José María SICILIA

José María Sicilia was born in Madrid in 1954.
He entered the School of Fine Arts there but moved to Paris in 1980. In the 1980s and 1990s, he also spent a lot of time in New York and established himself as one of the forerunners of the new generation of Spanish painters. 
Today, José María Sicilia has studios in Paris and Mallorca. 

The fusion of spirit and matter is central to José María Sicilia’s work. Matter is strongly and sensually present, while at the same time the works evoke associations with something ephemeral, fragile and intangible.

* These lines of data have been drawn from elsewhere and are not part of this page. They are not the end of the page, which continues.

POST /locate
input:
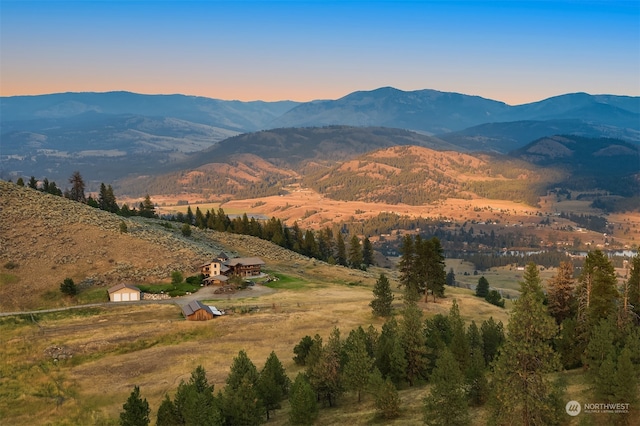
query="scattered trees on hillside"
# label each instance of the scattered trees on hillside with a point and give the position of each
(446, 404)
(422, 269)
(135, 411)
(521, 386)
(482, 289)
(76, 192)
(560, 293)
(382, 297)
(68, 287)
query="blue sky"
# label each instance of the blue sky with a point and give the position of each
(513, 51)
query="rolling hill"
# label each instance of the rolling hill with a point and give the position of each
(108, 136)
(592, 163)
(255, 164)
(418, 176)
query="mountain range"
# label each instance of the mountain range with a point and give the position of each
(117, 135)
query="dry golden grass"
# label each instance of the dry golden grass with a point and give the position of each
(151, 346)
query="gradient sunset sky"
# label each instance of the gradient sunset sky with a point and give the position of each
(512, 51)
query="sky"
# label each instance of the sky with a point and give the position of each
(512, 51)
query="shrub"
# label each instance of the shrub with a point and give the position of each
(68, 287)
(176, 277)
(10, 265)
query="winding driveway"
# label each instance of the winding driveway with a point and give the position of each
(205, 293)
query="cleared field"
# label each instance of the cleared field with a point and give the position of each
(152, 346)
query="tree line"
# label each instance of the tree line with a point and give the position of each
(106, 199)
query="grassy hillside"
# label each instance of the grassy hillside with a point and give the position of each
(103, 351)
(416, 175)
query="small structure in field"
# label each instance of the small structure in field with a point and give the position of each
(124, 293)
(197, 311)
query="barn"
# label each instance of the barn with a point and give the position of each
(124, 293)
(196, 311)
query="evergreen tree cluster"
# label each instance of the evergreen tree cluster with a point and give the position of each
(46, 186)
(422, 268)
(506, 370)
(249, 398)
(492, 296)
(326, 244)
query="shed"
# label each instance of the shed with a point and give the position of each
(196, 311)
(124, 293)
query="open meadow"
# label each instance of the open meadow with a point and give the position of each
(103, 352)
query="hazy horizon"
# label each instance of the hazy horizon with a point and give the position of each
(514, 52)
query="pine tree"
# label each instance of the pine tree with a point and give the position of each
(633, 292)
(560, 293)
(147, 209)
(76, 193)
(33, 183)
(135, 410)
(626, 384)
(382, 297)
(301, 350)
(273, 383)
(355, 253)
(241, 405)
(438, 335)
(482, 289)
(413, 342)
(598, 293)
(194, 401)
(302, 399)
(241, 367)
(459, 346)
(341, 250)
(436, 276)
(521, 388)
(446, 404)
(451, 278)
(386, 398)
(325, 375)
(367, 252)
(406, 266)
(68, 287)
(495, 298)
(492, 338)
(476, 381)
(389, 354)
(358, 364)
(167, 415)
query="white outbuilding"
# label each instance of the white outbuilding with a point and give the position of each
(124, 293)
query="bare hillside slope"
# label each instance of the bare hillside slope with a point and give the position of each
(45, 239)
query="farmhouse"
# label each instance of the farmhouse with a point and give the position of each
(124, 293)
(220, 268)
(196, 311)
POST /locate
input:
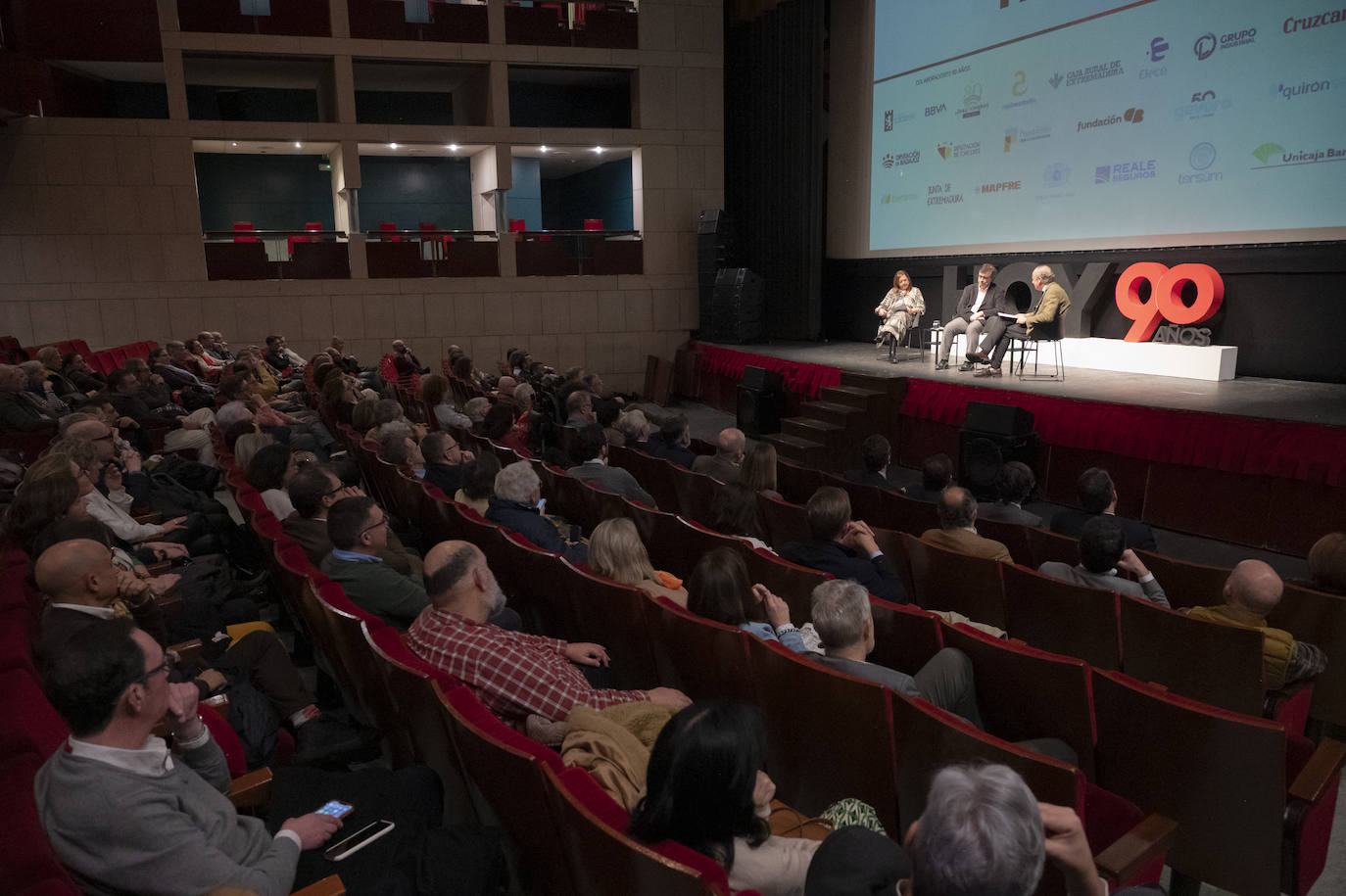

Light is at the heart of his art, immaterial but omnipresent, evanescent but eternal, as an emblem of the mystery of life and death.
In an interview, he stated: “Art can supply beauty, but beauty is not a comfort … besides beauty is never in the artist’s eye, it is in the eye of the beholder”.

Deeply sensitive to nature, José María Sicilia devotes much of his work to questioning the immaterial space existing between art and life, between Eros and Thanatos.
Beyond their immediate and disquieting beauty, his works take us into frontier territories, where the familiar becomes foreign and memory is reflected over and again.

Presentation of the work exhibited in the winery
Acquisition date: June 2018
Exhibited in the stairwell between the winery and the cellar

El Instante, 2015

Work on bird songs and sonograms converted into images

With El Instante José María Sicilia deepens his reflection on sonograms, which are translations of sounds into shapes.
The majority of the motifs painted or printed on Japan paper are representations of stylized birdsong. The musicality that emerges is due to a harmony between dynamic colours; one feels as though one is attending a concert of songs in a clearing in the early morning. “Making the invisible visible” is a well-known formula, but it applies perfectly here. Throughout his artistic practice, José María Sicilia has pursued the invisible by relying on an aesthetic of the suspended and the murmured.

“Birdsong is the moment, only the moment – not the past, not the future. This moment is a fullness. We know we exist. It feeds us, and at the same time it eats us. It is the awareness of our solitude. Deader than death, it is the song of the bird that has just disappeared. The duration of the bird’s song is made up of moments without duration. That duration is life. Birdsong immobilises time. It expresses ecstasy. It gives us back the lost unity. This time does not flow – it gushes forth.”